Same-sex couples will now be allowed to apply, “Today” announced tonight in a statement posted on its website. The deadline for applications, originally tomorrow, will be extended to Monday.
“Today” boss Jim Bell, who met today with representatives of Gay and Lesbian Alliance Against Defamation (GLAAD), says he didn’t need much convincing to reverse NBC’s earlier policy.
“We came to the conclusion that this is the right thing to do,” Bell says in an interview with TVNewser. “I think we would have gotten there on our own, but it might have taken longer.
“We want to be inclusive. We want to be open. We want to be fair. I’m glad we’re doing the right thing.”
The contest rules had limited couples’ eligibility to those able to be legally married in New York City, where the wedding will be broadcast live on Oct. 6. Since New York State does not recognize same-sex marriage, those couples were not invited to the party.
“Our intent was not to be exclusionary,” Bell says. “It was about following the law.”
After receiving more than 3,000 letters and emails in protest, Bell set up today’s meeting with GLAAD. (Bell and GLAAD president Jarrett T. Barrios, a former State Senator from Massachusetts, attended Harvard together.)

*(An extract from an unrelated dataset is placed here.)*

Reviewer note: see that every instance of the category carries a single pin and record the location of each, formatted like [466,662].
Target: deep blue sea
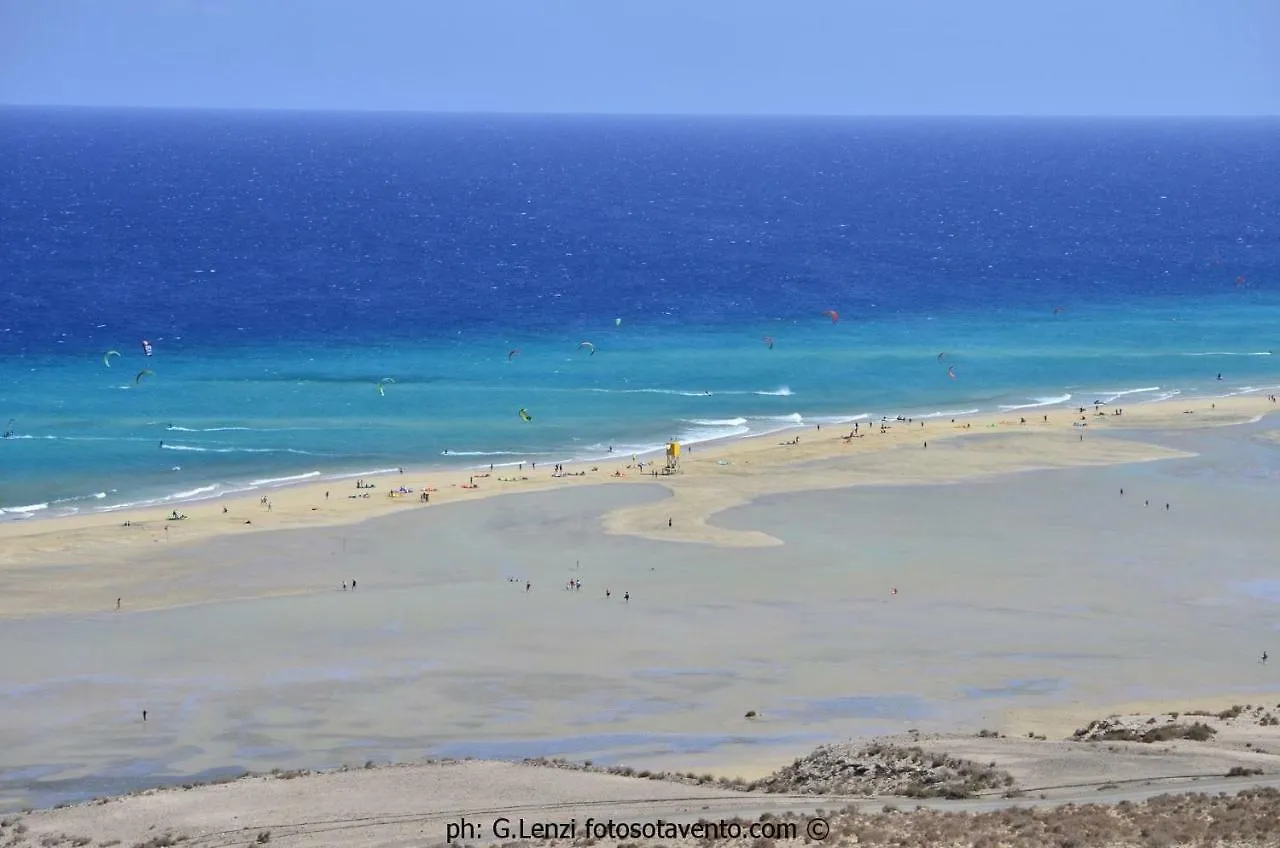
[282,265]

Bell describes the gathering as “friendly. We didn’t feel pressure. We had a good dialogue with a group we consider a friend. They made a good case.”
New York State recognizes out-of-state same-sex marriages from states in which such unions are legal — Connecticut, Iowa, Massachusetts, New Hampshire, Vermont and Washington, D.C. If a same-same-sex couple from, say, Massachusetts, has a marriage license from that state, they can legally marry in New York State.
Bell estimates that the total “Today” wedding package, which includes honeymoon and clothing, is worth between $300,000 and $500,000.
Working with Facebook, “Today” has received more than 1,000 videos for the contest — up 500 percent over last year, according to Bell. Producers will select five to seven couples as finalists, with viewers voting for the winner.
Future “Today” wedding contests will be inclusive, Bell promises.
“We’re producers, not politicians,” he says. “All we want is a good wedding.”